目を瞑っているときに一番強くみられる。より正確には、目を瞑っているときに「視覚野」で非常に顕著に現れる. 目を閉じると後頭葉で増強.

DMNとアルファ波

反相関の関係

雑念を抑える → DMN抑制 → 前頭アルファ上昇

感覚抑制とアルファ波

  • 後頭部のアルファ波が強いとき、視覚刺激への反応が抑制される
  • 体性感覚野のアルファ波(ミューリズム)が強いとき、触覚刺激への反応が抑制される

💡アルファ波!=リラックス

リラックスの深さは 後頭部α→前頭部θ→δ の連続スペクトル

メディアの影響が強い

  • 1950〜70年代にアルファ波の研究が盛んだった
  • 「ストレスでアルファ波が減り、瞑想でアルファ波が増える」ことが分かった
  • メディアが「アルファ波=癒し・リラックス」と単純化

🌊SMR波

SMR(Sensorimotor Rhythm). 12-15Hzの脳波リズムで、主に運動野(中心溝付近)で観察される

  • 周波数帯域: 12-15 Hz
  • 発生部位: 感覚運動野(中心溝付近)(C3、Cz、C4電極位置)
  • 増加する条件: 身体を静止させている時、運動を抑制している時
  • 関連する状態: 集中、落ち着き、運動抑制

リラックスと集中の中間にある覚醒状態(いわゆる「ゾーン」に入っている状態)に現れる脳波

  • <2025-12-05 Fri 09:51> Museだと前方(AF)に強く現れる. 後方(TP)へは伝搬したと推測.

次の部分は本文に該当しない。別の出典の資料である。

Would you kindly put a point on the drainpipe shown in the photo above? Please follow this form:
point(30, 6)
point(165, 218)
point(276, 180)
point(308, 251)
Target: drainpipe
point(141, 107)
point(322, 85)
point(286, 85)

  • メンタルヘルス: SMR波を増やすことで、リラックスと集中が両立するバランスの取れた精神状態を目指すことが可能です
  • ADHD: SMRを増強し、シータ波を抑制するプロトコルが注意力向上に効果的

信号源

  • 筋に「動け!」と指令を送る一次運動野
  • 一次運動野に隣接していて筋や皮膚感覚の情報を受け取る一次体性感覚野
  • C3 ← 中心溝 → C4

一次運動野とアルファ波

運動をしていないでじっとしているときには運動野のあたりでアルファ波が強い. 運動を始めると、そのアルファ波が弱まる(事象関連脱同期, Event-related desynchronization, ERDと呼ばれる現象)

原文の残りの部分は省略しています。